Already grappling with the prospect of interest rates staying higher for longer, the guardians of the nation's retirement savings said they're positioning for even more uncertainty as the Israel-Hamas war unnerves markets worldwide. They were speaking on a panel at the Australian Financial Review Super and Wealth Summit in Melbourne on Oct. 31.
The nation's super funds are having a rocky time of late, with the average default investment option posting a negative return for the second straight month in September, according to research house SuperRatings. Persistently high inflation has weighed on equity investments both globally and at home.
While market volatility would also likely throw up opportunities for the Rest investment team, it was a "period for a steady hand," said Doyle.

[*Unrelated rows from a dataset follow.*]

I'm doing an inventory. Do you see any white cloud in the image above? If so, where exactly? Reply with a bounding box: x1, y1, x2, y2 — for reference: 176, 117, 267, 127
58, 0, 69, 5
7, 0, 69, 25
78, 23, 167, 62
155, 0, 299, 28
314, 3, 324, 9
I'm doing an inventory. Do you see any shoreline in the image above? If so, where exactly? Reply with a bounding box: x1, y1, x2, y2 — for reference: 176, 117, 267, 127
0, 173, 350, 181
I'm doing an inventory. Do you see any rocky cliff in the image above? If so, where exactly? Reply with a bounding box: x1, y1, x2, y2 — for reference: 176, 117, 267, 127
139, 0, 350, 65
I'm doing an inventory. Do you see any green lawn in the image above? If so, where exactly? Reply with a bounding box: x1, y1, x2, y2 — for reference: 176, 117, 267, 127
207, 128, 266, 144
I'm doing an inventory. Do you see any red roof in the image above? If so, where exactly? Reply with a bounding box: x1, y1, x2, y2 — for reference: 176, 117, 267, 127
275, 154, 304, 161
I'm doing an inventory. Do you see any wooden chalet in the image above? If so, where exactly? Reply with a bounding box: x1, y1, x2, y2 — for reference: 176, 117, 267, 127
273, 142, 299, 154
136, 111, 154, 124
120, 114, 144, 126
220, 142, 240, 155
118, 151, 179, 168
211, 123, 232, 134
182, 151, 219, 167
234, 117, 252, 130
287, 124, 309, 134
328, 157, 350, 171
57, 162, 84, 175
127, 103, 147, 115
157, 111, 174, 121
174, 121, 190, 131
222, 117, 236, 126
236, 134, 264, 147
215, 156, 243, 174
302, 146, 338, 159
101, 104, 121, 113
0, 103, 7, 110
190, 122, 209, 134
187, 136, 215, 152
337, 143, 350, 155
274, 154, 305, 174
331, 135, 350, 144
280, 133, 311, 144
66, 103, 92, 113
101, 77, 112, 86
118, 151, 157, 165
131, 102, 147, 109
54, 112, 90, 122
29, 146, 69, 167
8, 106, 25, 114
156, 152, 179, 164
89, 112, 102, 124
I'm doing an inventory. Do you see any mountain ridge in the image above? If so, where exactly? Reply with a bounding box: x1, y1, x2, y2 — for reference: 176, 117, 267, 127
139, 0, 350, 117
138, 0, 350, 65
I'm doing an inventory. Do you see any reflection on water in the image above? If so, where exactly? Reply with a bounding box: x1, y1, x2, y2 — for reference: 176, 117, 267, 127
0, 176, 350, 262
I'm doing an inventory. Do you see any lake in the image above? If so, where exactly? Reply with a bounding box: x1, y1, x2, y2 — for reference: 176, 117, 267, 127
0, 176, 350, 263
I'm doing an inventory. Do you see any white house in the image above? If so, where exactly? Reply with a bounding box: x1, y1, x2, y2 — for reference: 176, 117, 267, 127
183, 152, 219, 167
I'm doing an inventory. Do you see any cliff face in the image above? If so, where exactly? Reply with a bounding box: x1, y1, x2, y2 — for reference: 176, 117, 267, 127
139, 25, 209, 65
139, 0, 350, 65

Australian Retirement Trust, the nation's second largest super fund with more than A$260 billion of assets, was "continuously" tweaking its asset allocation to deal with higher rates and ongoing volatility, said Chief Executive Officer Bernard Reilly. He acknowledged that returns in October had been negative.
"When you think about the assets that you're investing in, so whether they be equities, bonds, private markets, property or the like, making sure that you think about them with that horizon of the long-term investment is really a pretty good part of that," said Reilly, adding that the fund had recently upped its private credit investments.
While there was concern about volatility, it was important members understood pension funds invested for the long term rather than switching options due to sudden market swings, said Peggy O'Neal, chair of Vanguard Super.
"I think everybody is concerned, but you don't tell members to jump ship," she said.
David Bryant, head of Mercer Australia, agrees. "I don't think people should be jumping around for the sake of some volatility," he said. "We've just got to get used to it being part and parcel."